Virtual attendance allows more people to be involved but also a more diverse group of people. Location can be a limiting factor that affects the demographics of those who wish to attend. Sometimes this can be necessary (e.g. a hack event focussing on local data may want local people), but an event that addresses UK or global issues is limited by being held in a single location. As well as removing the location barrier, virtual participation can remove the obvious social barrier of those nervous of attending.
A number of useful solutions can be used for this.
Online solutions such as live tweet app and twitter fall allow for display of tweets (from a particular hashtag or other search terms) on a dedicated broadcast screen. These can also allow for event photographs to be shown by encouraging participants to tweet pictures alongside hashtags. These are then shown on the twitter wall.
Screen sharing with audio
During presentations and demos, online screen sharing can be used, with options for remote control, meaning an online participant could either follow, or lead, a presentation.
Private discussion and social media
MoreConference provide a private social network for conferences and events, and there are many alternatives (not necessarily conference based), to provide discussions forums, and profiles for groups.
GitHub or other source control solutions
Github is already widely used in hack events, but any online source control will enable collaboration between virtual and physical participants working on code projects. Having official GitHub organisation accounts and giving access to all participants can help encourage online participation.
Tickets and registration
The practicalities of a physical event usually require registration and a limited number of places, but having online participants, and not involving these in a registration process could create an unnecessary divide. Often event solutions such as meetup and eventbrite offer more than just registration for events - they send out reminders of what events individuals are attending, provide discussion forums, and mailing lists.
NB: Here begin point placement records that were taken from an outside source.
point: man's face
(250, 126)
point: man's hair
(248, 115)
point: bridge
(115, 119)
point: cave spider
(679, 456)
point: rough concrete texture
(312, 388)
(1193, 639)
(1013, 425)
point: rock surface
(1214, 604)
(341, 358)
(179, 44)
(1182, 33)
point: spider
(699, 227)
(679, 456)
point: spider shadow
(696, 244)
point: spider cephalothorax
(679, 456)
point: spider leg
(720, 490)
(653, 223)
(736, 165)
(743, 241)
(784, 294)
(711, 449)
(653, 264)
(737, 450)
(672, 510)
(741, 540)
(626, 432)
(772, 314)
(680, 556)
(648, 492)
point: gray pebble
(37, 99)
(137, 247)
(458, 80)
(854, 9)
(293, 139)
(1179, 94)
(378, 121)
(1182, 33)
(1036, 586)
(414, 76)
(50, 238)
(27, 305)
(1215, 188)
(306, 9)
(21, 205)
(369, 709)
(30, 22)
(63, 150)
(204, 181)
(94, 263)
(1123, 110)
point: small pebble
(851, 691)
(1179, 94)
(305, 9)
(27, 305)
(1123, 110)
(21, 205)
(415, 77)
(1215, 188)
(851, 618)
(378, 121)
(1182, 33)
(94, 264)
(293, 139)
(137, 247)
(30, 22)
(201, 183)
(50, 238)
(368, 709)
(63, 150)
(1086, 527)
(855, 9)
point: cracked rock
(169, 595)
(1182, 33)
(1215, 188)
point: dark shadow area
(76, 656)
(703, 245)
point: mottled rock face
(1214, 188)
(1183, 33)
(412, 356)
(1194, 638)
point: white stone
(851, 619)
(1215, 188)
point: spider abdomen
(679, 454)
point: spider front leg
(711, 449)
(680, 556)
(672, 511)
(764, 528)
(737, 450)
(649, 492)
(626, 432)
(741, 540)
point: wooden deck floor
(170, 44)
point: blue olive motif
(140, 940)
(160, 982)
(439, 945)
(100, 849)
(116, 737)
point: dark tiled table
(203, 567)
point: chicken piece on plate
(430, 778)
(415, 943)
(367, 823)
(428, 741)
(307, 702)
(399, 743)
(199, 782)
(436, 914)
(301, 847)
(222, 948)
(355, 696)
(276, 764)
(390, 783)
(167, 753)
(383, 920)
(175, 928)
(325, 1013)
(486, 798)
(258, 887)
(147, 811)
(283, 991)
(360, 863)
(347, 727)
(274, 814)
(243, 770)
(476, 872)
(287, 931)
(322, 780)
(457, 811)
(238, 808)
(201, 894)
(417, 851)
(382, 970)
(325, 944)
It could be useful to have all attendees registered with these solutions.
Depending on the budgets and other practicalities, a hybrid event can also obviously implement live recording and video streaming.
Hybrid events not only give online participants a chance to interact with what is going on within the venue, but give people within the venue a chance to see what is going on outside of those physical walls. The twitter wall for an example - online attendees will most likely be in a better position to see what’s being tweeted, but a broadcast of this is useful for those at the event. Whether a solution primarily helps either online or offline users, either way they go towards making such events more integrated for all participants.